Chapter 13 of the Biographia Literaria begins with a discussion of transcendental philosophy in which Coleridge says that the aim of the transcendentalist is to see the self within infinity. He regards transcendentalism as the result of two infinite forces that counteract each other "by their essential nature." However, this description is fraught with mysticism and does not contain a justification of why these forces should produce anything at all, let alone anything transcendent.
The main point of the chapter, however, is to simplify Coleridge's definition of imagination and to distinguish it from fancy. Coleridge reproduces a long letter from a friend, criticizing him for the length and complexity of his arguments on the subject of imagination. He then divides imagination into two categories. The primary imagination is "the living power and prime agent of all human perception." The secondary imagination is an echo of this, operating in the same way, but to a lesser degree.
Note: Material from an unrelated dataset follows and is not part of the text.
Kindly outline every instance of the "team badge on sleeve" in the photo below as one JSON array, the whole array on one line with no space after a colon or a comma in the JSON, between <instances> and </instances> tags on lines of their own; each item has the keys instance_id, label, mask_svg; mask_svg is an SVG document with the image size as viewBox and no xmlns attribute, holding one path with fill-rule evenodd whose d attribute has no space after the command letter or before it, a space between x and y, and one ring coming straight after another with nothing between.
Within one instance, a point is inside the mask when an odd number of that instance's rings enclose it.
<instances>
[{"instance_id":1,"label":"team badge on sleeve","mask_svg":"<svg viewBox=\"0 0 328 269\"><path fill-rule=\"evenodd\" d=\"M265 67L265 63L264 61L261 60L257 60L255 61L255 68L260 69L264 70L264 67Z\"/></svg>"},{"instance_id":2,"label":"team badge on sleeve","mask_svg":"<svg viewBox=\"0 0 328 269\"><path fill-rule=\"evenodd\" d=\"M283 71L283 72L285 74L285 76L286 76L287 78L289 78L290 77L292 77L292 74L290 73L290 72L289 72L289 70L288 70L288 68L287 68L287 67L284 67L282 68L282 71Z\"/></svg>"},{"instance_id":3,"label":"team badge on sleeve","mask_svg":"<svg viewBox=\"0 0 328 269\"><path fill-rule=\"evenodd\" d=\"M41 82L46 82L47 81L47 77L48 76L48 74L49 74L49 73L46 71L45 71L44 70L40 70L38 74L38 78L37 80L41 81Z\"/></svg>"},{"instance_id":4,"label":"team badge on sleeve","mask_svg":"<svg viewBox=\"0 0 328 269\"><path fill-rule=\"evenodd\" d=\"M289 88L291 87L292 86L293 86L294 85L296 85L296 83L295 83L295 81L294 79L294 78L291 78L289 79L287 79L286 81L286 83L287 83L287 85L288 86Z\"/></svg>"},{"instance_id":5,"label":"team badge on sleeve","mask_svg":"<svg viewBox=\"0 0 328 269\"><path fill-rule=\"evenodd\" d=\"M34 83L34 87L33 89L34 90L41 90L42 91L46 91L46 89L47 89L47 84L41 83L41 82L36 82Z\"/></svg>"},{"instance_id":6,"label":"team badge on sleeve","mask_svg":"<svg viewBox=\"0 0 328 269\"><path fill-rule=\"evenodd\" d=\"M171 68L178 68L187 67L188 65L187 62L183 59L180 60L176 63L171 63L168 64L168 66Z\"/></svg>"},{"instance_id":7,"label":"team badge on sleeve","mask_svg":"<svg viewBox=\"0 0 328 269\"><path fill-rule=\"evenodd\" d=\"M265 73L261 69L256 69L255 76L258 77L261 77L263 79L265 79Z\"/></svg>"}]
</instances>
Finally, fancy is entirely different from imagination, and consists of "a mode of memory emancipated from the order of time and space."
Coleridge's explanations are often difficult to follow, and this is particularly true in the Biographia Literaria, where he often scatters his remarks on a subject over several chapters. The distinction between fancy and imagination appears in several places, including chapter 4 and chapter 12. However, the final brief paragraphs of chapter 13 come closer than anything else to being Coleridge's definitive pronouncement on the issue.